I’m almost at a loss as to how to describe this film, so I’ll settle for the 3 stages of emotion it forced me through:
SHOCK — I knew that George W. Bush was an idiot, but I didn’t know just how much of a coniving, egocentric, narcissistic idiot he was until I watched this film. He is the archetype of the phrase “lowest common denomenator”, and I felt dirty each and every time I saw him on screen. I felt sick watching the connections being made between his family and Saudi money. I felt unclean watching his immediate reactions to 9/11, and realizing just how little was actually done in Afghanistan.

HEARTACHE — I watched an Iraqi woman screaming her rage and pain at God for the destruction of her home, and wondering why no revenge was being taken against the forces that committed this act against innocent people. I watched a mother from Flint, Michigan vent her white-hot rage and aching grief over the loss of her son to George W. Bush’s ill-conceived occupation of Iraq. I watched, stunned, at Bush’s lack of empathy for any of these women, and others like them…
DISGUST — That a group of twisted men govern a once-proud nation, and have polarized it into two armed camps of ideology. My friend James and I wondered aloud where this dichotomy in American life will lead…civil war? Bush Junior has no business being President of the United States!

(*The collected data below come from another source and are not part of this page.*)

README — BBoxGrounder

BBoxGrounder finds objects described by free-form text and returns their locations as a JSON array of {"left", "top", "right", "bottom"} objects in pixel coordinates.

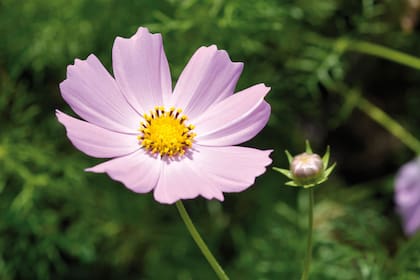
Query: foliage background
[{"left": 1, "top": 0, "right": 420, "bottom": 279}]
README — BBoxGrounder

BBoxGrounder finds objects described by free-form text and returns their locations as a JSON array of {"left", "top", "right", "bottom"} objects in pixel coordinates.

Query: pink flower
[
  {"left": 395, "top": 158, "right": 420, "bottom": 235},
  {"left": 56, "top": 27, "right": 272, "bottom": 204}
]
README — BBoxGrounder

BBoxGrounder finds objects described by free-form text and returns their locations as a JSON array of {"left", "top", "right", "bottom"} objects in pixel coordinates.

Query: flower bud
[
  {"left": 290, "top": 153, "right": 324, "bottom": 185},
  {"left": 273, "top": 140, "right": 336, "bottom": 188}
]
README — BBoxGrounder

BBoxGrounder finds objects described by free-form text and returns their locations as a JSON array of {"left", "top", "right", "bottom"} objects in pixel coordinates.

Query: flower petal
[
  {"left": 153, "top": 154, "right": 224, "bottom": 204},
  {"left": 194, "top": 84, "right": 270, "bottom": 146},
  {"left": 172, "top": 45, "right": 243, "bottom": 119},
  {"left": 56, "top": 110, "right": 139, "bottom": 158},
  {"left": 192, "top": 145, "right": 272, "bottom": 193},
  {"left": 400, "top": 202, "right": 420, "bottom": 235},
  {"left": 60, "top": 54, "right": 139, "bottom": 134},
  {"left": 395, "top": 160, "right": 420, "bottom": 208},
  {"left": 395, "top": 158, "right": 420, "bottom": 235},
  {"left": 112, "top": 27, "right": 172, "bottom": 113},
  {"left": 86, "top": 149, "right": 161, "bottom": 194}
]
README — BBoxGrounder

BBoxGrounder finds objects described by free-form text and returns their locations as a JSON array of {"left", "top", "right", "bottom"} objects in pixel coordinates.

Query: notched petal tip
[
  {"left": 153, "top": 184, "right": 223, "bottom": 204},
  {"left": 71, "top": 58, "right": 85, "bottom": 69},
  {"left": 204, "top": 44, "right": 218, "bottom": 52},
  {"left": 154, "top": 193, "right": 225, "bottom": 205},
  {"left": 264, "top": 149, "right": 274, "bottom": 165},
  {"left": 216, "top": 47, "right": 244, "bottom": 67},
  {"left": 261, "top": 84, "right": 272, "bottom": 94},
  {"left": 115, "top": 26, "right": 160, "bottom": 42},
  {"left": 259, "top": 85, "right": 271, "bottom": 96},
  {"left": 198, "top": 44, "right": 244, "bottom": 66},
  {"left": 136, "top": 26, "right": 150, "bottom": 33},
  {"left": 55, "top": 109, "right": 67, "bottom": 123},
  {"left": 64, "top": 54, "right": 98, "bottom": 79},
  {"left": 242, "top": 83, "right": 271, "bottom": 97},
  {"left": 84, "top": 166, "right": 100, "bottom": 173}
]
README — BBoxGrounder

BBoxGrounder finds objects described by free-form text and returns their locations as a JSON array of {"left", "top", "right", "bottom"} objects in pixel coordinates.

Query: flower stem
[
  {"left": 175, "top": 200, "right": 229, "bottom": 280},
  {"left": 345, "top": 40, "right": 420, "bottom": 71},
  {"left": 356, "top": 95, "right": 420, "bottom": 155},
  {"left": 301, "top": 189, "right": 314, "bottom": 280},
  {"left": 337, "top": 40, "right": 420, "bottom": 155},
  {"left": 331, "top": 83, "right": 420, "bottom": 155}
]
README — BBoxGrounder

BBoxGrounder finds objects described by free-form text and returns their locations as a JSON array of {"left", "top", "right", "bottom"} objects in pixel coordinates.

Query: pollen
[{"left": 138, "top": 106, "right": 196, "bottom": 157}]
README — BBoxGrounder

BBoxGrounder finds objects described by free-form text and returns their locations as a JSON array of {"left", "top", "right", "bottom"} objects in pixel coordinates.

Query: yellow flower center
[{"left": 138, "top": 106, "right": 196, "bottom": 157}]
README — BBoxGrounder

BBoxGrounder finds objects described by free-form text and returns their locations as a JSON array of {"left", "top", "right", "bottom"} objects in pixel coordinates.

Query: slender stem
[
  {"left": 301, "top": 189, "right": 314, "bottom": 280},
  {"left": 356, "top": 96, "right": 420, "bottom": 155},
  {"left": 327, "top": 39, "right": 420, "bottom": 155},
  {"left": 332, "top": 84, "right": 420, "bottom": 155},
  {"left": 342, "top": 39, "right": 420, "bottom": 70},
  {"left": 175, "top": 201, "right": 229, "bottom": 280}
]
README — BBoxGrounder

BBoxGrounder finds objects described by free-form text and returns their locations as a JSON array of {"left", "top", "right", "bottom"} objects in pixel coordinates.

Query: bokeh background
[{"left": 1, "top": 0, "right": 420, "bottom": 279}]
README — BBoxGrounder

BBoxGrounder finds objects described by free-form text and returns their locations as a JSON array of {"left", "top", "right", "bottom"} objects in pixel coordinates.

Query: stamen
[{"left": 138, "top": 106, "right": 196, "bottom": 157}]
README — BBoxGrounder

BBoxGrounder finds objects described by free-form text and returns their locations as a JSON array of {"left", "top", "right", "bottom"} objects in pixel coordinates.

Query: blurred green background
[{"left": 1, "top": 0, "right": 420, "bottom": 279}]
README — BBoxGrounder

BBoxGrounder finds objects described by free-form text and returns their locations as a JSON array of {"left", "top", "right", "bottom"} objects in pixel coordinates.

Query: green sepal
[
  {"left": 301, "top": 162, "right": 335, "bottom": 189},
  {"left": 322, "top": 145, "right": 330, "bottom": 168},
  {"left": 285, "top": 181, "right": 300, "bottom": 187},
  {"left": 273, "top": 167, "right": 293, "bottom": 179},
  {"left": 305, "top": 140, "right": 313, "bottom": 154},
  {"left": 303, "top": 183, "right": 317, "bottom": 189},
  {"left": 304, "top": 179, "right": 326, "bottom": 188},
  {"left": 324, "top": 162, "right": 336, "bottom": 177},
  {"left": 285, "top": 150, "right": 293, "bottom": 164}
]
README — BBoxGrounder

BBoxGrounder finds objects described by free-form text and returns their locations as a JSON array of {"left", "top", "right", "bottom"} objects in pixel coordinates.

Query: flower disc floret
[{"left": 138, "top": 106, "right": 196, "bottom": 157}]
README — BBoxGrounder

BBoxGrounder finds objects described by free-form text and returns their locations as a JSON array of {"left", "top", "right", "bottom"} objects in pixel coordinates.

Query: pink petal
[
  {"left": 192, "top": 145, "right": 272, "bottom": 193},
  {"left": 56, "top": 110, "right": 139, "bottom": 158},
  {"left": 112, "top": 27, "right": 172, "bottom": 113},
  {"left": 400, "top": 202, "right": 420, "bottom": 235},
  {"left": 395, "top": 162, "right": 420, "bottom": 208},
  {"left": 406, "top": 207, "right": 420, "bottom": 235},
  {"left": 153, "top": 154, "right": 224, "bottom": 204},
  {"left": 172, "top": 45, "right": 243, "bottom": 119},
  {"left": 60, "top": 54, "right": 139, "bottom": 134},
  {"left": 86, "top": 149, "right": 161, "bottom": 194},
  {"left": 194, "top": 84, "right": 270, "bottom": 146},
  {"left": 395, "top": 158, "right": 420, "bottom": 235}
]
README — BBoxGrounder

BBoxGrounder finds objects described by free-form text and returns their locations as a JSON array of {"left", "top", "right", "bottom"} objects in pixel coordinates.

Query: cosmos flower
[
  {"left": 395, "top": 158, "right": 420, "bottom": 236},
  {"left": 56, "top": 27, "right": 272, "bottom": 204}
]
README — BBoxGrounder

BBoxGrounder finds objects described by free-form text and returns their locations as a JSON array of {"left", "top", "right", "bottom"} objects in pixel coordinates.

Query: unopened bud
[
  {"left": 273, "top": 140, "right": 336, "bottom": 188},
  {"left": 290, "top": 153, "right": 324, "bottom": 185}
]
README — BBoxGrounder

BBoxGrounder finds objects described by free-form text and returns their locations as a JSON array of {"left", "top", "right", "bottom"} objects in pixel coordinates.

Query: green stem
[
  {"left": 341, "top": 39, "right": 420, "bottom": 70},
  {"left": 333, "top": 85, "right": 420, "bottom": 155},
  {"left": 357, "top": 96, "right": 420, "bottom": 155},
  {"left": 175, "top": 201, "right": 229, "bottom": 280},
  {"left": 301, "top": 189, "right": 314, "bottom": 280},
  {"left": 327, "top": 39, "right": 420, "bottom": 155}
]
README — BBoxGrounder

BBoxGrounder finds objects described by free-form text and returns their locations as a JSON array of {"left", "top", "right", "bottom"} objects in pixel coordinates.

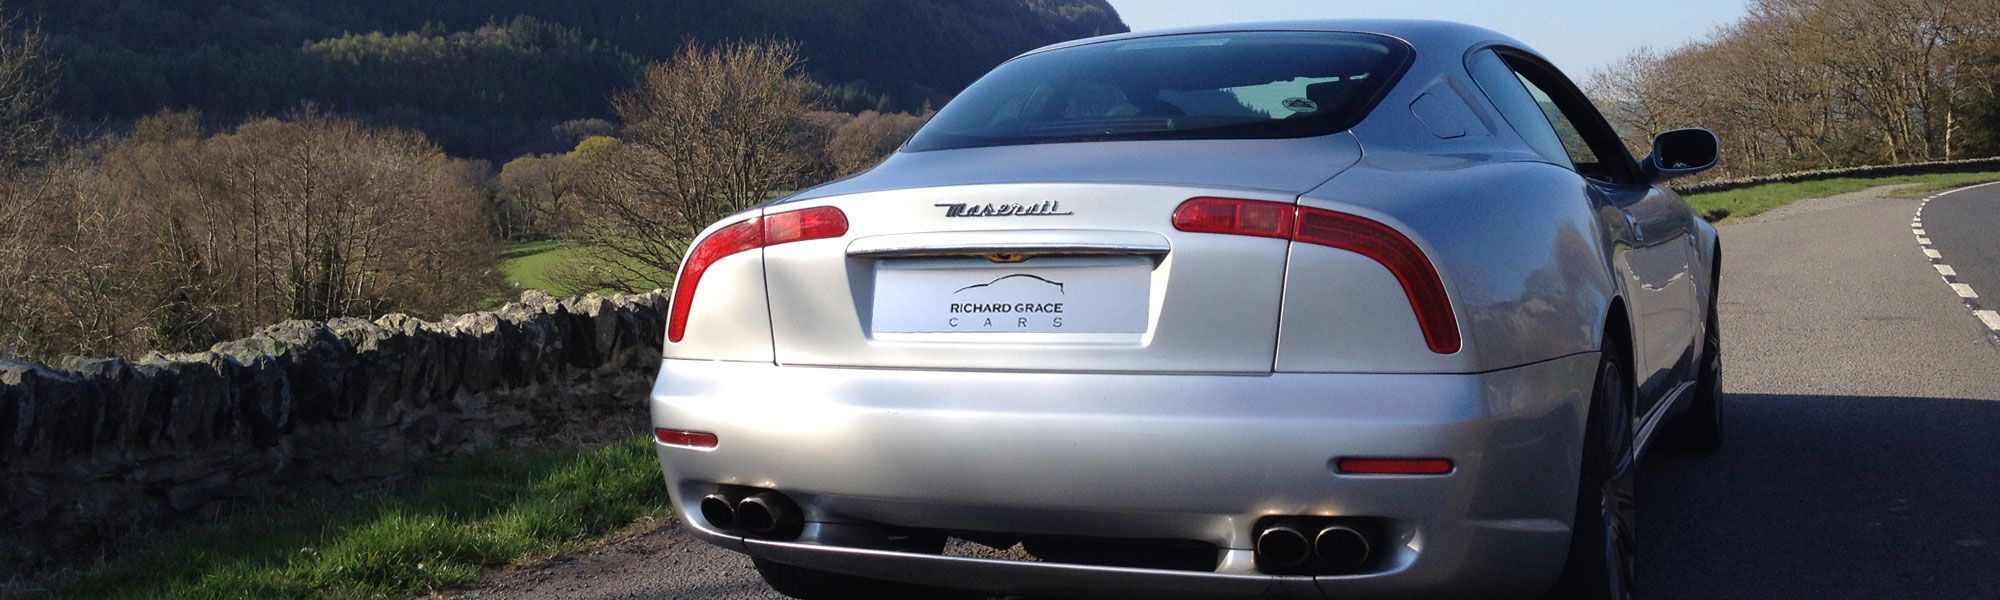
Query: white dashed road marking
[{"left": 1915, "top": 181, "right": 2000, "bottom": 339}]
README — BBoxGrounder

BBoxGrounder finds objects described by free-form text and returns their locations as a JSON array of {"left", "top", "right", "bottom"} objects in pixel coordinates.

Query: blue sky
[{"left": 1106, "top": 1, "right": 1747, "bottom": 77}]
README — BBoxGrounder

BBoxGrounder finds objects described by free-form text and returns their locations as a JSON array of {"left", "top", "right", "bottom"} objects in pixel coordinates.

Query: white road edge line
[
  {"left": 1917, "top": 179, "right": 2000, "bottom": 336},
  {"left": 1978, "top": 310, "right": 2000, "bottom": 332}
]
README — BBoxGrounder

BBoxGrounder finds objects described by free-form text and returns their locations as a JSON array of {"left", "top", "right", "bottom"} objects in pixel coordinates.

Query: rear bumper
[{"left": 649, "top": 355, "right": 1598, "bottom": 598}]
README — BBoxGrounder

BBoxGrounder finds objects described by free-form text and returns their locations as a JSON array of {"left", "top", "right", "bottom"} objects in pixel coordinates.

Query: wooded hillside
[
  {"left": 14, "top": 0, "right": 1125, "bottom": 159},
  {"left": 1587, "top": 0, "right": 2000, "bottom": 179}
]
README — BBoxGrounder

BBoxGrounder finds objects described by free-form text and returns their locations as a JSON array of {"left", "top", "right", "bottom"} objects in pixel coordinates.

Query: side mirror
[{"left": 1641, "top": 128, "right": 1719, "bottom": 183}]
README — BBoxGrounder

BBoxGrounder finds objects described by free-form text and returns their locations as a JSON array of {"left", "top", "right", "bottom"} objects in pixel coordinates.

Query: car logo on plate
[
  {"left": 953, "top": 273, "right": 1065, "bottom": 295},
  {"left": 935, "top": 201, "right": 1073, "bottom": 218}
]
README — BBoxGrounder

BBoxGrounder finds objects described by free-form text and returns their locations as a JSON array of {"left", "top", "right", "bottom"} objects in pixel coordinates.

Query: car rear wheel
[
  {"left": 753, "top": 558, "right": 964, "bottom": 600},
  {"left": 1548, "top": 351, "right": 1637, "bottom": 600},
  {"left": 1663, "top": 289, "right": 1724, "bottom": 452}
]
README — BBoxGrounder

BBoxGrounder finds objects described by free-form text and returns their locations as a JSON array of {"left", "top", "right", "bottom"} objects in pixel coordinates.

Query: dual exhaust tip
[
  {"left": 1254, "top": 523, "right": 1374, "bottom": 573},
  {"left": 700, "top": 490, "right": 803, "bottom": 539}
]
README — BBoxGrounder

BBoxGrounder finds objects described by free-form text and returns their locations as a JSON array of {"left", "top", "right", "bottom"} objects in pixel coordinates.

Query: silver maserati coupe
[{"left": 650, "top": 19, "right": 1723, "bottom": 600}]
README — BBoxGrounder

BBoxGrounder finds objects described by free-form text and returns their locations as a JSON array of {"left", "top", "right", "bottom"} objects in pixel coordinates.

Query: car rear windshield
[{"left": 904, "top": 32, "right": 1412, "bottom": 152}]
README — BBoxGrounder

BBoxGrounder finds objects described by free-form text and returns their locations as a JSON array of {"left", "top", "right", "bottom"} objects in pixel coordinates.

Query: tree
[
  {"left": 495, "top": 153, "right": 579, "bottom": 240},
  {"left": 824, "top": 109, "right": 931, "bottom": 176},
  {"left": 0, "top": 7, "right": 63, "bottom": 358},
  {"left": 1587, "top": 0, "right": 2000, "bottom": 179},
  {"left": 561, "top": 40, "right": 826, "bottom": 293},
  {"left": 0, "top": 8, "right": 54, "bottom": 174},
  {"left": 0, "top": 107, "right": 501, "bottom": 360}
]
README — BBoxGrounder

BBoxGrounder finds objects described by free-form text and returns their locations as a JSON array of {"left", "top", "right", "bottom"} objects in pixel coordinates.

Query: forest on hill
[
  {"left": 12, "top": 0, "right": 1126, "bottom": 159},
  {"left": 1586, "top": 0, "right": 2000, "bottom": 179},
  {"left": 0, "top": 0, "right": 1126, "bottom": 361}
]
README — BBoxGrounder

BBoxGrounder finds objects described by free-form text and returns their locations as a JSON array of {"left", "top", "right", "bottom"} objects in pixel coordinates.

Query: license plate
[{"left": 872, "top": 259, "right": 1150, "bottom": 334}]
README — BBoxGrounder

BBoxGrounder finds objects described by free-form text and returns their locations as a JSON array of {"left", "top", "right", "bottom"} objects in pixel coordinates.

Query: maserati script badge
[{"left": 935, "top": 201, "right": 1073, "bottom": 218}]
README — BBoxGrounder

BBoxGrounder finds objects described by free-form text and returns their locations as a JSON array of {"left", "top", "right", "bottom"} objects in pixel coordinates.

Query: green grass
[
  {"left": 497, "top": 240, "right": 586, "bottom": 296},
  {"left": 43, "top": 436, "right": 668, "bottom": 600},
  {"left": 498, "top": 240, "right": 669, "bottom": 299},
  {"left": 1685, "top": 171, "right": 2000, "bottom": 222}
]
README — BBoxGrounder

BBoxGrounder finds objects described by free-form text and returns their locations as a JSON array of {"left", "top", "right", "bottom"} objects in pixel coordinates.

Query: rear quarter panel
[{"left": 1289, "top": 155, "right": 1615, "bottom": 373}]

And that’s the clear-cut message of this film. It’s not a proper documentary — it’s an indictment, a condemnation, a stab of rage and anger at a man and an administration that has turned the United States into something ugly and unwholesome. It’s a political statement that isn’t designed to sway the unconverted. It’s a testimonial to those who have been victimized long enough by a government obsessed with war, oil, and Saddam Hussein ever since September 11th.
It disturbed me in numerous ways. It was a call to arms. It was frank, brutal, partisan and furious. I love it to pieces…though I may not have the stomach to watch it ever again.